Logic and Reasoning Flashcards

Flashcards for reviewing key concepts in logic and reasoning.

Hypothetico-Deductive Method

A method in science and everyday reasoning where a hypothesis is tested by deducing an observational prediction and determining if it is borne out.

Auxiliary Hypotheses

Implicit assumptions needed for a conclusion when testing a hypothesis. Examples include proper testing conditions and theoretical background knowledge.

Alternative Hypotheses

A rival hypothesis that could also explain the same observational prediction as the main hypothesis.

Prior Probability

The probability that a hypothesis is true before considering any test of that hypothesis.

Crucial Experiment (experimentum crucis)

A test that favors one of two competing hypotheses and definitively rules out the other.

AD HOC Revision

An arbitrary change made solely to save a hypothesis from unfavorable experimental results, without independent testability or new predictions.

Conditional Arguments

A compound sentence where the truth of one clause (the consequent) is conditional on the truth of the other (the antecedent).

Antecedent

The part of a conditional statement that follows "if"; expresses a condition that must be met.

Consequent

The part of a conditional statement that follows "then"; expresses the outcome if the antecedent is true.

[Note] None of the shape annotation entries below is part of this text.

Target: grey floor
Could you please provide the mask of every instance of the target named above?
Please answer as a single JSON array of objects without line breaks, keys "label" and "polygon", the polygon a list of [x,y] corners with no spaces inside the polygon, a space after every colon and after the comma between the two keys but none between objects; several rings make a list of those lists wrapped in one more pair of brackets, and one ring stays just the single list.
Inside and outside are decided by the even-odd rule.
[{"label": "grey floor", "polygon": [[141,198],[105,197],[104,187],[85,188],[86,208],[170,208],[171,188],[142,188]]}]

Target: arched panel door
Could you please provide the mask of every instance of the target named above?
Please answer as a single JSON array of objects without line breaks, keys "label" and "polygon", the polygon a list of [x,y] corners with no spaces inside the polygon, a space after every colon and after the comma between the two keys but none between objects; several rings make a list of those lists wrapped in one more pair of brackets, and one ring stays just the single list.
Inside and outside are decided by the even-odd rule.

Truth Functional Connective

The truth of the conditional is determined by the truth of its component sentences.

Modus Ponens

Affirming the Antecedent: If P then Q, P, Therefore Q

Modus Tollens

Denying the Consequent: If P then Q, Not Q, Therefore not P

Fallacy of Affirming the Consequent

Premises can be true and yet conclusion false. If P then Q, Q, Therefore, P

Fallacy of Denying the Antecedent

Premises can be true and yet conclusion false. If P then Q, Not P, Therefore, not Q

Disjunctive Syllogism

P or Q, Not P, Therefore, Q

Hypothetical Syllogism

If P then Q, If Q then R, Therefore, If P then R

Constructive Dilemma

P or R, If P then Q, If R then S, Therefore, Q or S

Destructive Dilemma

If P then Q, If R then S, Not Q or not S, Therefore, not P or not R

De Morgan’s law

~(p * q) = ~p v ~q, ~(p v q) = ~p * ~q, p * q = ~(~p v ~q), p v q = ~(~p * ~q)

Tautology

A structure which is always logically true–it has all truths in the truth table.

Self-Contradictions

A structure which is always logically false–it has all falses in the truth table.

Corresponding Conditional

Has as its antecedent the conjunction of all the premises and as its consequent the conclusion.

A

Every S is a P (Affirmative Universal Generalization)

E

No S is a P (Negative Universal Generalization)

I

Some S is a P (Affirmative Particular Generalization)

O

Some S is not P (Negative Particular Generalization)

Contradictory

If one True the other is False.

Contrary

Both sentences cannot be True, but both can be False.

Subcontrary

Could both be True, but cannot both be False.

Existential Import

Assuming that [SiP & SoP] have true things and some things don’t exist.

Quality

Whether the sentence is “affirmative” (A & I) or “negative” (E & O).

Complement

The complement of a class is the class of all things that are not the original class.

Obversion

Process that produces a logically equivalent sentence; can be used for AEIO. eg. Change quality of sentence and Change predicate term, P, to its complement, non-P

Contraposition

Process that produces a logically equivalent sentence; can be used for A & O only. Switch subject and predicate terms (P ←→ S) and Change both S & P to their complement (eg. S ←→ nonS)

Conversion

Process that produces a logically equivalent sentence; can be used for E & I only. Switch S and P

Categorical Syllogism

3 terms occur. The “middle term” (“M”) occurs once in each premise; the “end terms” appear once in a premise.

Fallacy of Distributed Middle

M distribution repeats.

Distribution

What the sentence is trying to say about every member in a class.

Quasi-Syllogism

Has one universal categorical premise and a second premise that is a singular sentence.

Relational Logic

Validity of arguments depends on formal properties of relationships.

Transitive Properties

if a stands in a particular relation to b, and b stands in that same relation to c, then a also stands in that relation to c.

Intransitive

if a stands in a particular relation to b, and b stands in that same relation to c, a cannot stand in the relation to c–it is ruled out.

Nontransitive

if a stands in a particular relation to b, and b stands in that same relation to c, then it is an open question whether a stands in that relation c (it either could or could not).

Symmetric

if a stands in a particular relation to b, then b also stands in that same relation to a.

Asymmetric

if a stands in a particular relation to b, then b cannot stand in that relation to a.

Nonsymmetric

if a stands in a particular relation to b, then it is an open question whether b stands in that relation to a.

Reflexive

a relationship a thing does have to itself.

Irreflexive

a relationship that a thing cannot have to itself.

Nonreflexive

an individual may or may not bear such a relation to itself.